A ConcurrentHashMap Cached Embeddings to Save Pennies — and Nearly Killed an AI Chatbot at Launch
In-process caching of AI model outputs looks cheap and fast until it turns the JVM heap into a session database. The resulting GC pauses hit every request, not just the cached ones, and the fix is architectural — externalize state to Redis — not a JVM flag.

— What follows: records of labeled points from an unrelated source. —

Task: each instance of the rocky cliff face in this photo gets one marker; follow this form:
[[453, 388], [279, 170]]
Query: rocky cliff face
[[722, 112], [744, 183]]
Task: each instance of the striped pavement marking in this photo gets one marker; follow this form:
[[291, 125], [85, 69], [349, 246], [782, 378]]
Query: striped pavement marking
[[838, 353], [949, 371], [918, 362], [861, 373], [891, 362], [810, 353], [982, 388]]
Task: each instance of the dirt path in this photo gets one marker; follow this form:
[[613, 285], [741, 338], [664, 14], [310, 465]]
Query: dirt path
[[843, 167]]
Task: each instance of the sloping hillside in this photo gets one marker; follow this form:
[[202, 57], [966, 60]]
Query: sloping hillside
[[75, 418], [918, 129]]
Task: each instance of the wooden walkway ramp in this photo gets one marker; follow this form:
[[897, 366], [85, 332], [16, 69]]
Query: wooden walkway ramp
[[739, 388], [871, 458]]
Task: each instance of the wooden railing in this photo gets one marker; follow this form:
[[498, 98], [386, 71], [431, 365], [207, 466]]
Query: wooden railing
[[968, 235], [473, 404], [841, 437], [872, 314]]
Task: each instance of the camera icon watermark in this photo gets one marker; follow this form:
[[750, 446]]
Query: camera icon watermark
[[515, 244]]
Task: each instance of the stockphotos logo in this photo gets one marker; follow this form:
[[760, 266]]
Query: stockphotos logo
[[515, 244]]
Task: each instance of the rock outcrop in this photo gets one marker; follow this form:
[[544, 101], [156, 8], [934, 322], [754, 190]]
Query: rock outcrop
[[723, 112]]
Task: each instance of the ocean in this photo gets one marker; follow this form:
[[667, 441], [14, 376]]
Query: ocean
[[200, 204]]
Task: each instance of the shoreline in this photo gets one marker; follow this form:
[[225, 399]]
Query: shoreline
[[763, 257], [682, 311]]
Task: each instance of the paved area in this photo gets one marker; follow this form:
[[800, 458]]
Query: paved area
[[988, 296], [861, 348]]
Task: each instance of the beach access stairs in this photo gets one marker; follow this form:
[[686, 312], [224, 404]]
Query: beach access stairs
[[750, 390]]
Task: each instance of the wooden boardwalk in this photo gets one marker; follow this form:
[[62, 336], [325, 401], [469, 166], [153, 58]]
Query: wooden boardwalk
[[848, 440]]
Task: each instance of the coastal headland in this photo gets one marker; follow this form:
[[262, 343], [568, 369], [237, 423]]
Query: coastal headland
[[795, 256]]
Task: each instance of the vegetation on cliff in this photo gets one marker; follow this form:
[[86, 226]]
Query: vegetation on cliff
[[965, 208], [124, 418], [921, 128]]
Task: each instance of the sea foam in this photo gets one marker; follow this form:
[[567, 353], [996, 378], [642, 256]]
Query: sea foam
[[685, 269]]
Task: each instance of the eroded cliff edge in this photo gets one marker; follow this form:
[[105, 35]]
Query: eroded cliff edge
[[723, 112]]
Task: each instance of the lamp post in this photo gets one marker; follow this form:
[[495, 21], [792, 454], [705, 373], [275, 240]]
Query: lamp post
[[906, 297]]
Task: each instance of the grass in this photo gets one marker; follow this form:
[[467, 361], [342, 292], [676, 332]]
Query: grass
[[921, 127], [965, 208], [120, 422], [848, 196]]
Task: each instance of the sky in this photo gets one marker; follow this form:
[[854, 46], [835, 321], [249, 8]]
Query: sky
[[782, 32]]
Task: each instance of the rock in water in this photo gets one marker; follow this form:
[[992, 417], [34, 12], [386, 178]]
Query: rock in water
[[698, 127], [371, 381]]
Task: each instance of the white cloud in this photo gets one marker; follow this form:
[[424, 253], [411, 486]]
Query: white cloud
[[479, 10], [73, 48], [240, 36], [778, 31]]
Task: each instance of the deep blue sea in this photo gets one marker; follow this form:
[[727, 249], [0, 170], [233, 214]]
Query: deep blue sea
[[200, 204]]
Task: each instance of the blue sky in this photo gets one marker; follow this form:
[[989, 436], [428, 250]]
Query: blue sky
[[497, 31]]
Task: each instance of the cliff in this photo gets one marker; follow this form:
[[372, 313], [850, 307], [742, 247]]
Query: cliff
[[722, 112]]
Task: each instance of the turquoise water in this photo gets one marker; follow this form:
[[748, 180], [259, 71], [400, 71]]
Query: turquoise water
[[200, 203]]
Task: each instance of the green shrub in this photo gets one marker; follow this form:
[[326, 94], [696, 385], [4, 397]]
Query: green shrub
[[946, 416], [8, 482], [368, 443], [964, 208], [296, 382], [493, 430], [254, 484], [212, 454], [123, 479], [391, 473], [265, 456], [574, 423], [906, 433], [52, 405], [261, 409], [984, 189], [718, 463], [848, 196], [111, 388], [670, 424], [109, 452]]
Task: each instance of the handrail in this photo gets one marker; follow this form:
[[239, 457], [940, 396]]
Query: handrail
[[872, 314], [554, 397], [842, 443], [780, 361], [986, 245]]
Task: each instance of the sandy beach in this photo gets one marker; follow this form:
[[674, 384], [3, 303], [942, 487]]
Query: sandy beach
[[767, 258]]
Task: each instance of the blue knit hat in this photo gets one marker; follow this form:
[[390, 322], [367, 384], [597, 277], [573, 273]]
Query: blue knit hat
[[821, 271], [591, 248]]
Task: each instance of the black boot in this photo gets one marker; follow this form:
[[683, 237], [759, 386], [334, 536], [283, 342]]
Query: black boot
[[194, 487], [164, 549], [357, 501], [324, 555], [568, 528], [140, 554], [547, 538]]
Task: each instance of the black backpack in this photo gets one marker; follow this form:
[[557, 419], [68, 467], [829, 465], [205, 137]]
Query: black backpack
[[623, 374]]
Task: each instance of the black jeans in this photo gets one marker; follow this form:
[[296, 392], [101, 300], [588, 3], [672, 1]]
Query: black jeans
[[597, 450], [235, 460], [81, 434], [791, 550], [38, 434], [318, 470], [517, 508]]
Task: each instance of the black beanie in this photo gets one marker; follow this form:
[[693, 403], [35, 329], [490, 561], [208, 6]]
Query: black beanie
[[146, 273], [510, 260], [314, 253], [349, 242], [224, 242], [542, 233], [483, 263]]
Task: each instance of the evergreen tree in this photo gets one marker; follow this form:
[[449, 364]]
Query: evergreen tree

A production stress test with 1000 concurrent users sent P99 latency from 2 seconds to 5 seconds, with the latency graph spiking like an EKG. GC logs revealed Full GC pauses lasting 2.5 seconds and reclaiming only 400 MB out of 3.2 GB. A jmap histogram showed 200 MB tied up in float arrays — the locally cached embedding vectors stored per session inside a ConcurrentHashMap. Each 1024-dimensional float array cost 4 KB, and 1000 concurrent sessions pushed 130 MB straight into the old generation, creating a vicious cycle of heap exhaustion and low-efficiency Full GCs. MAT analysis confirmed the reference chain: SessionManager.sessions → ConversationContext → embeddingCache → float[1024], all GC-root reachable and never reclaimed while sessions lived. The emergency fix capped the cache and doubled the heap to 8 GB, but the real solution moved session state to Redis with 30-minute TTL auto-expiry, eliminating Full GCs entirely and bringing P99 back down to 2.2 seconds.
The core mistake was treating the JVM heap as a database for session state — a design shortcut that works at low concurrency and collapses under load.
Embedding caching saved fractions of a cent per API call but cost seconds of latency for every user, a trade-off that only becomes visible during stress testing.
ConcurrentHashMap's thread safety and zero network overhead seduced the developer into ignoring its fundamental limitation: objects it holds are GC roots and won't be collected until explicitly removed.
Redis TTL auto-expiry eliminated an entire class of hand-written cleanup code (scheduled tasks, removeIf loops) that is error-prone and easy to get wrong.
The four-step tuning method — baseline, analyze, tune, verify — treats JVM optimization as a data-driven experiment rather than parameter memorization.